PKRD-CoT: A Unified Chain-of-thought Prompting for Multi-Modal Large Language Models in Autonomous Driving

📝 Paper Summary

Autonomous Driving Prompt Engineering Multi-Modal Large Language Models (MLLMs)

PKRD-CoT is a zero-shot prompt framework that guides Multi-Modal Large Language Models through perception, knowledge, reasoning, and decision-making steps to improve autonomous driving performance without training.

Core Problem

Training end-to-end autonomous driving models is costly and complex, while standard data-driven approaches suffer from poor generalization and lack of interpretability.

Why it matters:

Fine-tuning large MLLMs (Multi-Modal Large Language Models) requires substantial computational resources and data
Existing data-driven driving models often struggle with long-tail scenarios (rare events) and lack the reasoning transparency of human drivers
Generic prompting techniques fail to leverage the specific cognitive steps (perception, knowledge, reasoning) required for safe driving

Concrete Example: In a scenario where a car should maintain speed, a standard zero-shot prompt might incorrectly advise stopping due to a lack of spatial reasoning, whereas PKRD-CoT correctly identifies the safe distance and decides to maintain speed.

Key Novelty

PKRD-CoT (Perception, Knowledge, Reasoning, and Decision-making Chain-of-Thought)

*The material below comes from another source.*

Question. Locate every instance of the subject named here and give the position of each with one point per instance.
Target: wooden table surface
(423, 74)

Structured zero-shot prompt framework that forces the MLLM to mimic human driving cognition in four explicit steps
Integrates a 'Memory' module within the prompt to store environmental context in structured JSON format, mitigating context loss in language models
Uses a knowledge-driven approach to interpret traffic scenarios (e.g., red light -> stop) without requiring fine-tuning on driving datasets

Architecture

The PKRD-CoT framework structure mapping autonomous driving capabilities to prompt steps

Evaluation Highlights

PKRD-CoT improves decision-making accuracy by 22% compared to standard zero-shot prompts in ablation studies
GPT-4.0 achieves 100% accuracy in mathematical reasoning tasks (calculating vehicle distances) using the framework
Claude and LLava1.6 achieve high average perceptual accuracies of 94% and 92% respectively on autonomous driving tasks

Breakthrough Assessment

7/10

A strong application of Chain-of-Thought to a specific domain (autonomous driving) with clear performance gains. While not a new model architecture, it effectively bridges MLLMs and control tasks via structured prompting.

⚙️ Technical Details

Problem Definition

Setting: End-to-end autonomous driving decision-making using pre-trained MLLMs via prompt engineering

Inputs: Panoramic view of the car's environment (merged from 6 cameras) + PKRD-CoT text prompt

Outputs: Driving decision (speed up, speed down, stop, keep remain, or change lane) + reasoning analysis

Pipeline Flow

Image Preprocessing (Merge 6 cameras into panoramic view)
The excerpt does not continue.